Several backup methods are employed to assure the continuity of access to this data set. The primary method is bi-weekly local backups of the server. The backup media are stored at onsite and offsite locations. The computer server disks are also mirrored, so there are at least two "live" copies of the data files. The server is on an uninterruptible power supply with sufficient capacity to run the system for 30 minutes, with a generator providing backup power.
Some investigators publish a data report (a USGS Open-File Report or Digital Data Series) to describe the experiment and instrumentation, present plots of the data collected, and distribute the time-series data (see Appendix 3). These reports provide an additional backup of the data files. These reports may be updated (version 1.0, 2.0, etc.) if data are modified or corrected following initial publication. The data served by this online database is always the latest version, incorporating any necessary modifications. Periodic reviews are conducted by the database manager to assure that the files and links are current.

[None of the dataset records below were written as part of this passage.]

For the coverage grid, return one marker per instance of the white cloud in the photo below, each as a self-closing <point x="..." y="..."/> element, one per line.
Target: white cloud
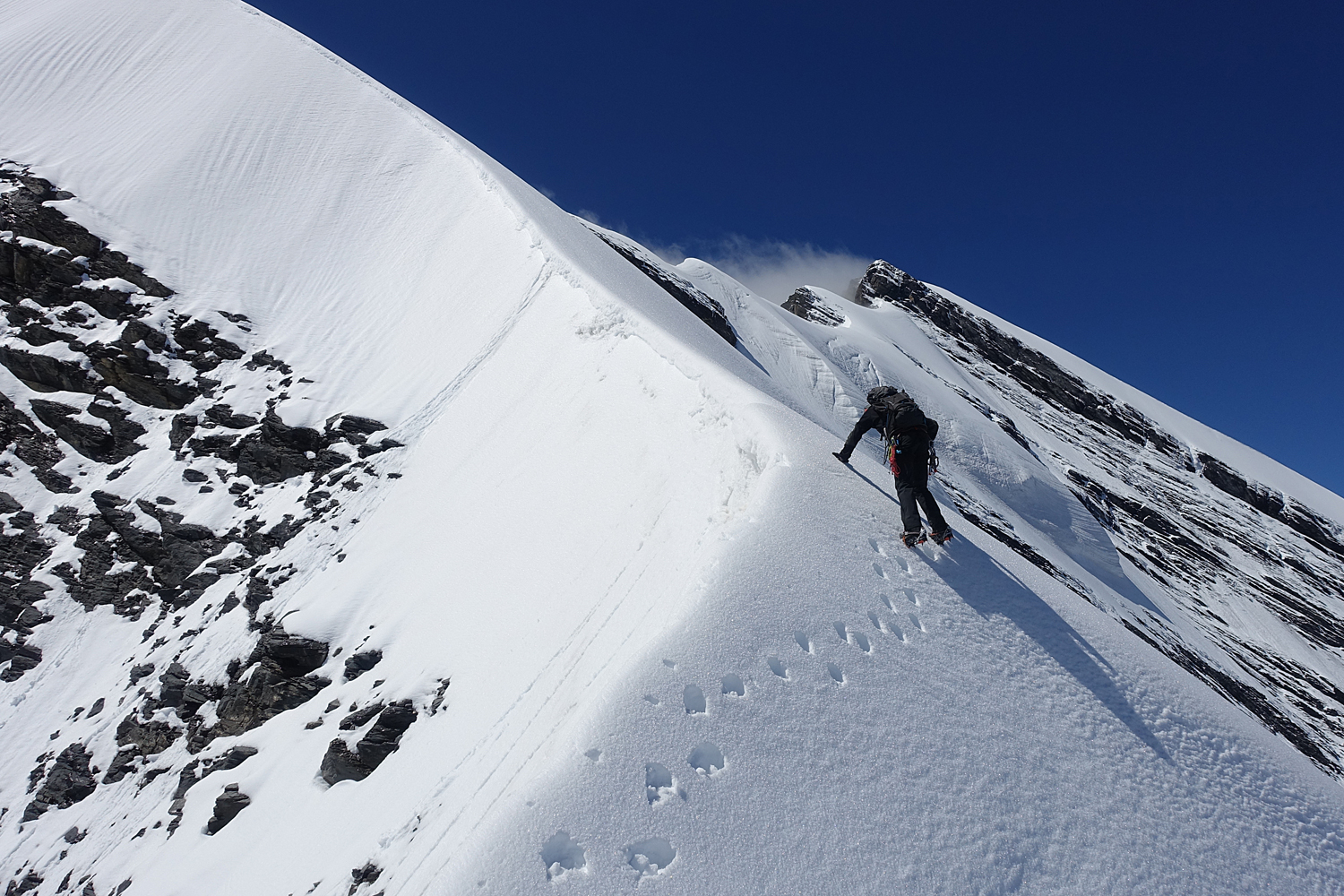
<point x="774" y="269"/>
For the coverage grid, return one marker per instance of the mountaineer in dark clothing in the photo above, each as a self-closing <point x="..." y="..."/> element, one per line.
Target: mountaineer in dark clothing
<point x="909" y="437"/>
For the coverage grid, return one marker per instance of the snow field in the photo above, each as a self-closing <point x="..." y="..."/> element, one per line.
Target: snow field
<point x="685" y="648"/>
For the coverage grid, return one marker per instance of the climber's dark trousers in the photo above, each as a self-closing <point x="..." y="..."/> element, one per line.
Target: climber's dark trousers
<point x="913" y="492"/>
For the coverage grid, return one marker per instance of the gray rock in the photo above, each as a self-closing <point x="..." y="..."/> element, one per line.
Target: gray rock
<point x="228" y="806"/>
<point x="360" y="662"/>
<point x="340" y="763"/>
<point x="69" y="782"/>
<point x="811" y="306"/>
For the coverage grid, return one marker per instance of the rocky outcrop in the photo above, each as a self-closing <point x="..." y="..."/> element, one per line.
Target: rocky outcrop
<point x="67" y="782"/>
<point x="806" y="304"/>
<point x="360" y="662"/>
<point x="677" y="288"/>
<point x="58" y="285"/>
<point x="1034" y="370"/>
<point x="277" y="677"/>
<point x="341" y="763"/>
<point x="228" y="806"/>
<point x="1242" y="541"/>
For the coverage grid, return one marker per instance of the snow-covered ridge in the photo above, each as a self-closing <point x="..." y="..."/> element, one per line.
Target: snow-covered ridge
<point x="1215" y="551"/>
<point x="547" y="576"/>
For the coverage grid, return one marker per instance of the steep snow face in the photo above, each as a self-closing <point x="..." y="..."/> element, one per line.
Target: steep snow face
<point x="1230" y="565"/>
<point x="373" y="525"/>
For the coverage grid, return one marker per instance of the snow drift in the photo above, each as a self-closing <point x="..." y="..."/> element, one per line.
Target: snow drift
<point x="374" y="525"/>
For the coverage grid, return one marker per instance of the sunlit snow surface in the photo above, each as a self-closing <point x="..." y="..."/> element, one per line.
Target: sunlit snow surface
<point x="685" y="649"/>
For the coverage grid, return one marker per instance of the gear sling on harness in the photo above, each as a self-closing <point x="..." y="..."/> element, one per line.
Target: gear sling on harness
<point x="892" y="452"/>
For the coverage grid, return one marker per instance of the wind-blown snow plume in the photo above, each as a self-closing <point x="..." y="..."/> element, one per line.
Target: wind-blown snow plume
<point x="773" y="269"/>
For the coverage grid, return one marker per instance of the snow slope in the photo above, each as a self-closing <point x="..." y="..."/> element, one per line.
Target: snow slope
<point x="650" y="632"/>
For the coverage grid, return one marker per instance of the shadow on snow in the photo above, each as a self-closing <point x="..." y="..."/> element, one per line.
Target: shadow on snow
<point x="991" y="590"/>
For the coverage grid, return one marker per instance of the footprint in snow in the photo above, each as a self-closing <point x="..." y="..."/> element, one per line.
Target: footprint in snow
<point x="650" y="857"/>
<point x="707" y="759"/>
<point x="857" y="638"/>
<point x="562" y="855"/>
<point x="660" y="788"/>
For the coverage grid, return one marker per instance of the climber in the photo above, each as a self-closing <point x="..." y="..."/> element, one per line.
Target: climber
<point x="909" y="437"/>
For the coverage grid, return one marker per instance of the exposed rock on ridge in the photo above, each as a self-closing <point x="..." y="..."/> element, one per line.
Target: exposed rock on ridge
<point x="1145" y="487"/>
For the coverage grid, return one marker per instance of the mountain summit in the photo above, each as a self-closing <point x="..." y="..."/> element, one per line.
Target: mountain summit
<point x="373" y="525"/>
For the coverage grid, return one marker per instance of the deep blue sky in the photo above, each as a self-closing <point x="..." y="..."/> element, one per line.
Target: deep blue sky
<point x="1158" y="187"/>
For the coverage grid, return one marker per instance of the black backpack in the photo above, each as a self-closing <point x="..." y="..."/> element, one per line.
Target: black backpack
<point x="902" y="418"/>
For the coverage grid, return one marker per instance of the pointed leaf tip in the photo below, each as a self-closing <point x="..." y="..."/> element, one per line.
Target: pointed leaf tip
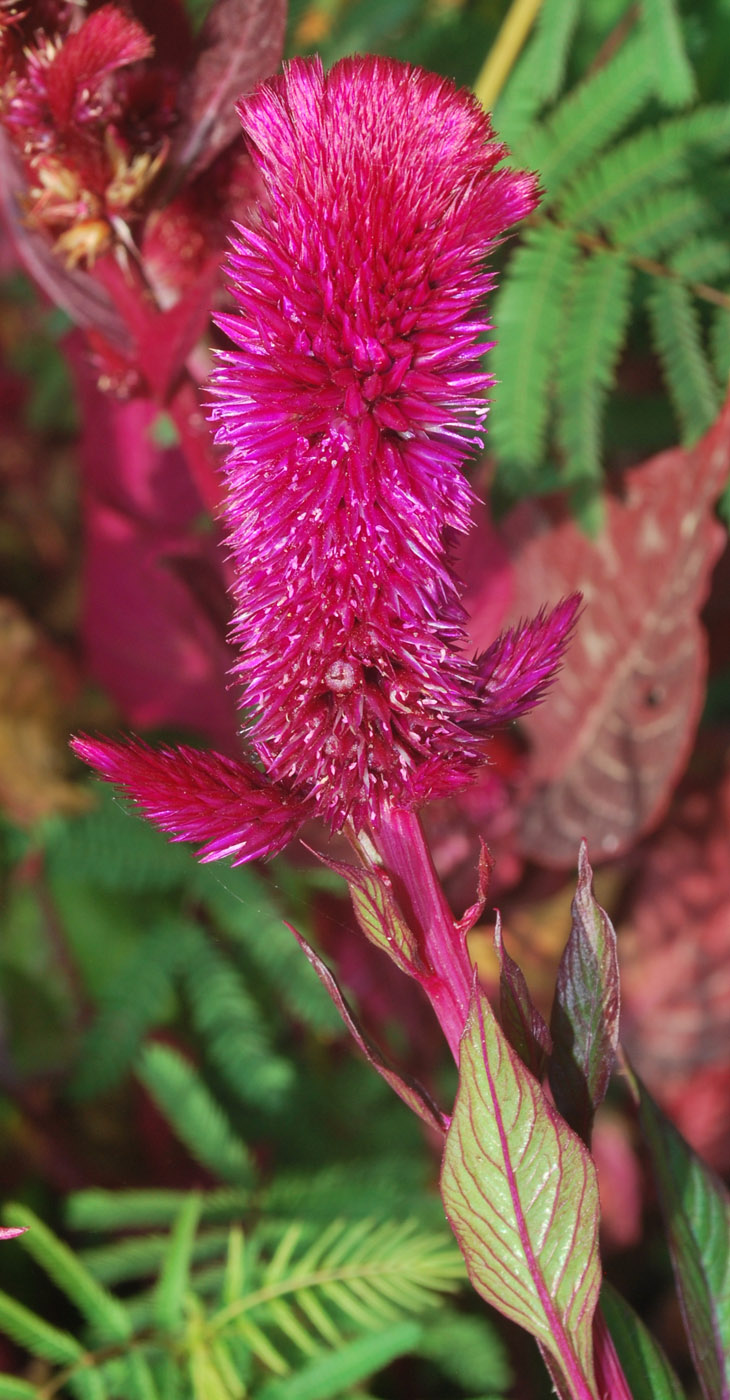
<point x="521" y="1196"/>
<point x="586" y="1008"/>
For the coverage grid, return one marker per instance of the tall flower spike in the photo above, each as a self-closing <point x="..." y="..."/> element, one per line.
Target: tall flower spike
<point x="348" y="409"/>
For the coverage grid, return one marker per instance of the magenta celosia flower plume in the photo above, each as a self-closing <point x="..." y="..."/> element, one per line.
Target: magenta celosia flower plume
<point x="348" y="409"/>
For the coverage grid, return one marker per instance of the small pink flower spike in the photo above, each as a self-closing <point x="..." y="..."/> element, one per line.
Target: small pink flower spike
<point x="230" y="807"/>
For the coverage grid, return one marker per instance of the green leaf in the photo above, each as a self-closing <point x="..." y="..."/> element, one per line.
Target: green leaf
<point x="594" y="332"/>
<point x="528" y="321"/>
<point x="11" y="1388"/>
<point x="175" y="1273"/>
<point x="697" y="1217"/>
<point x="467" y="1350"/>
<point x="676" y="328"/>
<point x="135" y="1001"/>
<point x="97" y="1210"/>
<point x="586" y="1008"/>
<point x="35" y="1334"/>
<point x="538" y="74"/>
<point x="334" y="1375"/>
<point x="674" y="81"/>
<point x="194" y="1113"/>
<point x="590" y="116"/>
<point x="105" y="1315"/>
<point x="520" y="1192"/>
<point x="643" y="1362"/>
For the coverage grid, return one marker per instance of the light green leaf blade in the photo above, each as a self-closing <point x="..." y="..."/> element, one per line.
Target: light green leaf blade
<point x="643" y="1362"/>
<point x="520" y="1193"/>
<point x="674" y="81"/>
<point x="194" y="1113"/>
<point x="697" y="1218"/>
<point x="105" y="1315"/>
<point x="334" y="1375"/>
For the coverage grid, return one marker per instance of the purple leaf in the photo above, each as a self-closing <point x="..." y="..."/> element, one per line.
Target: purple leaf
<point x="521" y="1196"/>
<point x="405" y="1087"/>
<point x="697" y="1217"/>
<point x="520" y="1019"/>
<point x="240" y="44"/>
<point x="586" y="1010"/>
<point x="379" y="914"/>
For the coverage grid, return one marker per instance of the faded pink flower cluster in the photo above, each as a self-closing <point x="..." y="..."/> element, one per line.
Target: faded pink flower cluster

As new data are incorporated in the database, updates are sent to the several aggregation sites, such as the Geospatial One-Stop (GOS) and the Global Change Master Directory (GCMD). These sites function as libraries where a user can find data on a topic from a number of sources. Having the links to CMGP data on these sites is helpful for discoverability but because the data are measurements of one or more variables over time at a single location, it is not very well suited to the geospatial focus of many of the sites. Evaluation of new data clearinghouse sites is ongoing, and as suitable sites are identified, discussions regarding pointing to the time series data are initiated. USGS is currently (2008) working with NOAA to have this database accessed from one of their web sites that host historical data collections.